Arved Fuchs erzählt in seinem Buch "Das Eis schmilzt" sehr eindringlich vom Klimawandel aus seiner Sicht als Polarforscher. In Kapitel 1 bis 9 beschreibt er zunächst die Veränderungen von Klima und der Polarregion, die er in den letzten Jahren beobachten konnte. Kapitel 10 bis 16 richten sich auf konkrete Beispieleprojekte, die lokal bereits erfolgreich einen anderen Umgang mit Resourcen und Energie betreiben und einige Schlussbemerkungen.

Die zu Beginn des Buches dargelegte Problematik ist für mich keineswegs neu, trotzdem schafft Arved Fuchs es mich mit dem Buch und den teilweise erschütternden Fotos von Umweltverschmutzung wachzurütteln. Der Stil des Buches gleicht einem spannenden Vortrag. Die Lektüre führt mir sehr deutlich vor Augen, dass es jetzt Zeit ist zu handeln. Die folgenden Beispiele zeigen gut auf, dass ein anderer Umgang mit Resourcen möglich ist. Insgesamt bin ich nach dem Buch sehr motiviert, mein Verhalten noch weiter möglichst klimafreundlich anzupassen. Was mir an dem Buch etwas fehlt, ist eine konkrete Liste mit Handlungsempfehlungen um die entstandene Motivation direkt umzusetzen. Was kann jeder Einzelne tun, wie können wir Veränderung auf höherer Ebene anstoßen und einfordern? Natürlich kann und sollte man sich hier eigenständig weiter informieren, allerdings ist das Buch an sich so motivierend, dass ich eine Liste mit konkreten Anregungen sehr hilfreich gefunden hätte.

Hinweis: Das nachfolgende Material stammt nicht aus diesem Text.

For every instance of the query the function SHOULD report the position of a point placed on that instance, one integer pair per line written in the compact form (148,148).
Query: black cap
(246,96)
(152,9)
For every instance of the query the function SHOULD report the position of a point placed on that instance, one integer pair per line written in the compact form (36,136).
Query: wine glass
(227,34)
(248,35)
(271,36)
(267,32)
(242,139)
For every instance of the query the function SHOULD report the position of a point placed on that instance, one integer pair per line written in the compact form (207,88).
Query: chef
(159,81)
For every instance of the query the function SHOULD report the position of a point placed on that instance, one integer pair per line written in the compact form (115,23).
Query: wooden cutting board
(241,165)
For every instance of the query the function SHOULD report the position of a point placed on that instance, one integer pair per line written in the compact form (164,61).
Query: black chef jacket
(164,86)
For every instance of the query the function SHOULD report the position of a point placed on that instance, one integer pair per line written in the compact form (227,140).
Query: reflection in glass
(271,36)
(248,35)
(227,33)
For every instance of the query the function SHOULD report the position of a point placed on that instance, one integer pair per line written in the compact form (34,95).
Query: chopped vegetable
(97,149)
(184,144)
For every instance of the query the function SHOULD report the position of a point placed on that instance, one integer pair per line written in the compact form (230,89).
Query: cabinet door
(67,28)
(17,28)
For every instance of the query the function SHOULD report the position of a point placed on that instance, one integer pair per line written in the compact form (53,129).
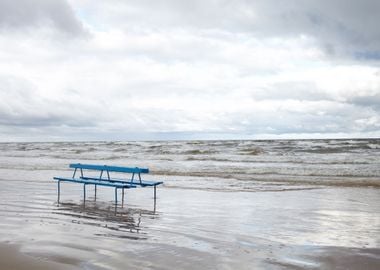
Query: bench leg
(59,190)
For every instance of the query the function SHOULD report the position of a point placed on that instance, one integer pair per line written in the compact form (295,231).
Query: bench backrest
(109,168)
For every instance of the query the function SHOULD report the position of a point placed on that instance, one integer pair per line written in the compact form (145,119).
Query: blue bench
(104,178)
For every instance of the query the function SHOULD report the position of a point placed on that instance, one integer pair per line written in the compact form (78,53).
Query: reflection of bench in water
(123,223)
(104,179)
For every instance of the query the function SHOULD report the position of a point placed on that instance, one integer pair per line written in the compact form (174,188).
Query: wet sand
(327,228)
(12,259)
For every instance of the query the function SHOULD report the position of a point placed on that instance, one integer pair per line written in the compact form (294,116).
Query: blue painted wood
(109,168)
(95,182)
(108,181)
(119,180)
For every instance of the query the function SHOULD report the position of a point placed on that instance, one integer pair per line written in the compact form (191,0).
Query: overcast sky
(188,69)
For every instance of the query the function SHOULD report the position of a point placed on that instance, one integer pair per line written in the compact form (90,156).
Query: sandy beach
(317,229)
(199,220)
(12,258)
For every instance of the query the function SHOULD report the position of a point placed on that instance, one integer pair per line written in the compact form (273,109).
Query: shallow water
(224,205)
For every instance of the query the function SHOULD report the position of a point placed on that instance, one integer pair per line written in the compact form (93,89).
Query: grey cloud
(22,106)
(372,101)
(297,90)
(341,27)
(25,14)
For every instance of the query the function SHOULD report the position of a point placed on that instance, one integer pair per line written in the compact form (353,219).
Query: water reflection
(113,221)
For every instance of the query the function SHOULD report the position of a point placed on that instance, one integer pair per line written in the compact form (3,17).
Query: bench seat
(89,181)
(104,179)
(142,183)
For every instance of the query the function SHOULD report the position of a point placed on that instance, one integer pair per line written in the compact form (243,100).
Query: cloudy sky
(188,69)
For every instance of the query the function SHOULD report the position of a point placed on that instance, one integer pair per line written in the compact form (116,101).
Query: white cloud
(210,73)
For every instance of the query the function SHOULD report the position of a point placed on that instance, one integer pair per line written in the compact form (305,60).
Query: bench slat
(135,182)
(96,182)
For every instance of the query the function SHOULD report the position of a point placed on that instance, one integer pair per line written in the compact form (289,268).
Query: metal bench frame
(117,183)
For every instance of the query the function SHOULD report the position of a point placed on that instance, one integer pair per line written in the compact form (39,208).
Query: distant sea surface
(267,165)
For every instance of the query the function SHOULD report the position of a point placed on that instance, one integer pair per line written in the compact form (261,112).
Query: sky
(180,69)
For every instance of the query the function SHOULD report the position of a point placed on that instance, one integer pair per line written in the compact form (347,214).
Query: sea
(264,165)
(251,179)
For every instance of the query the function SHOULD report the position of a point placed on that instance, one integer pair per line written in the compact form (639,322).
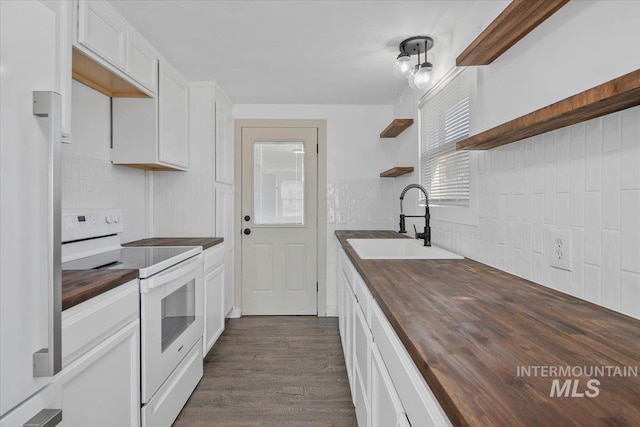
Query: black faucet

Unabhängig vom Inhalt gefällt mir das Buch auch gestalterisch sehr gut. Sowohl Cover als auch der Innenteil sind grafisch sehr modern und ansprechend gehalten. Ein schönes Detail ist zum Beispiel das kleine Eisberg Icon, das in jedem Kapitel etwas kleiner dargestellt wird. Auch die Typografie und der Einsatz von Fotos unterstreicht diesen Eindruck. Außerdem ist das Buch im cradle to cradle Verfahren produziert und klimapositiv gedruckt - dies hätte ich bei der Thematik natürlich auch erwartet. Auch wenn in erster Linie der Inhalt zählt, weiß ich die schöne Gestaltung sehr zu schätzen.

Insgesamt finde ich das Buch sehr ansprechend und einen wichtigen Anstoß in Sachen Klimaschutz. Ein zusätzliches Kapitel mit konkreten Empfehlungen für Privatpersonen würde es meiner Meinung nach perfekt machen.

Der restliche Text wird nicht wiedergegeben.